It is noteworthy that this study aims at investigating relationships among different distress types, meaning all association rules among the 12 distress types are required. For this reason, both the support and confidence thresholds were taken as zero to mine strong association rules.

5.3. Miners of Association Rules

In many association rules miners, the most widely used is the a priori algorithm, first introduced by Agrawal et al. [28]. The a priori algorithm performs in two steps. First, it scans the database and discovers all item sets with an occurrence not less than the support threshold. Second, according to the discovered item sets, a set of strong association rules are mined. The details on the a priori algorithm can be found in Reference [27, 28]. Additionally, the a priori algorithm was executed by Waikato Environment for Knowledge Analysis (WEKA), an open-source tool, universally applied in business, education, and research [29].

6. Analysis of Relationships Based on Association Rules

6.1. Relationships among IDDTs

Regarding the four IDDTs, association rules exist among the IDDTs. The supports are presented in Figure 6(a), where TC ↔ RU represents the association rules TC ⟶ RU and RU ⟶ TC, so do others. Meanwhile, the confidences are depicted in Figure 6(b).

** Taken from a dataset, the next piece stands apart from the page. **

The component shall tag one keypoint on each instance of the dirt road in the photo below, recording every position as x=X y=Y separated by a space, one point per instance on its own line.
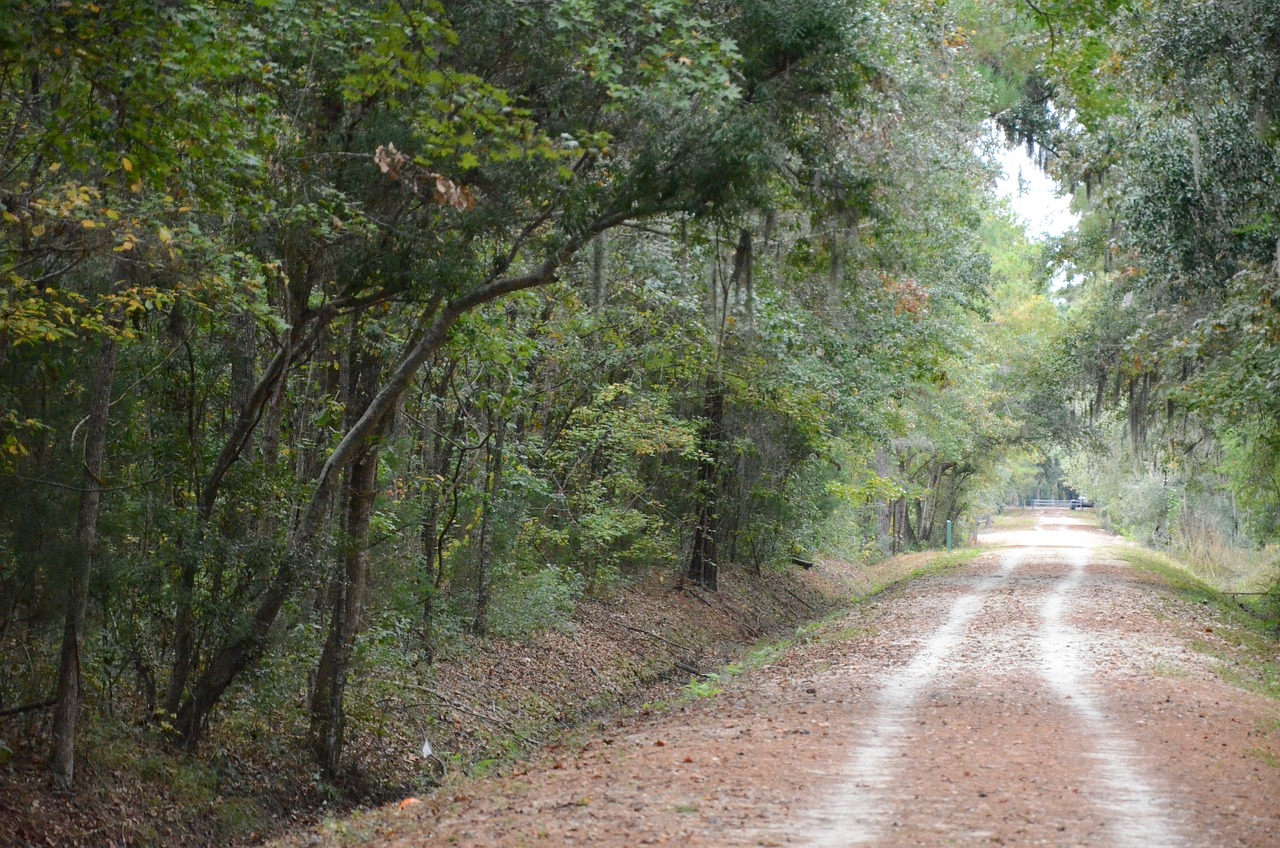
x=1046 y=694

From Figure 6(a), all supports are bigger than 20% and the average value is 25.06%, meaning the average probability of two IDDTs occurring together is around 25%, indicating powerful relationships among the IDDTs. Because of the powerful relationships among the IDDTs, the IDDTs could not only occur independently but also induce each other to emerge, which can be demonstrated by the confidences in Figure 6(b). This figure shows that the confidences of all association rules change little with an average of 52.47%, meaning the average probability is over 50% that one IDDT induces another to occur.

Of the 12 association rules, TC ↔ RU possess the largest support over 30%, suggesting more than 30% of asphalt pavements own both transverse cracking and rutting. Transverse cracking is widespread because most freeways in China are semirigid base structures, which can easily bring about drying shrinkage and thermal shrinkage and result in transverse cracking [30]. Meanwhile, rutting is prevalent as a consequence of the increase in traffic volume, tire pressure, and axial load [4].

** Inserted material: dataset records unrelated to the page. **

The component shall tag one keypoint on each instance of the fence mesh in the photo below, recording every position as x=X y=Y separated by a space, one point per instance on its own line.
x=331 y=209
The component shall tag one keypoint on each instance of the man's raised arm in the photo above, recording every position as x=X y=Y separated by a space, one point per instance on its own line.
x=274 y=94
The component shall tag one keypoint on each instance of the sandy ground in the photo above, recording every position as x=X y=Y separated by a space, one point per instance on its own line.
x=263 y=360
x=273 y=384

Actually, transverse cracking is not a serious damage for asphalt pavements since it just decreases the pavement smoothness. However, it usually leads to other distress types that are serious for pavements, such as map cracking and potholes. Typically, transverse cracking breaks the integrity of the surface course, so that moisture can penetrate into the surface and accumulate between the lower surface course and the semirigid base course, whose voids are almost zero. When traffic loadings pass through the transverse cracking, the moisture can generate hydrodynamic pressure. The hydrodynamic pressure can also decrease the bonds between the base course and the lower surface course, so that the lower surface course has to bear large tensile stress. When the tensile stress is bigger than the tensile strength, fatigue damage will occur in the lower surface course and spread into the map cracking in the upper surface course with the repeated action of numerous and great traffic loadings. Given this, the support of TC ↔ MC is high, reaching approximately 20%. Meanwhile, the hydrodynamic pressure can diminish the adhesion bonds at the aggregate-mastic interface and peel asphalt films from aggregates [31], contributing to the occurrence of potholes at the transverse cracking. As a result, the support of TC ↔ PO is very large, greater than 30%. In the same way, the moisture, existing in map cracking, will also produce the hydrodynamic pressure with the effect of traffic loadings and give rise to the pothole. Hence, the support of MC ↔ PO is also big, around 20%.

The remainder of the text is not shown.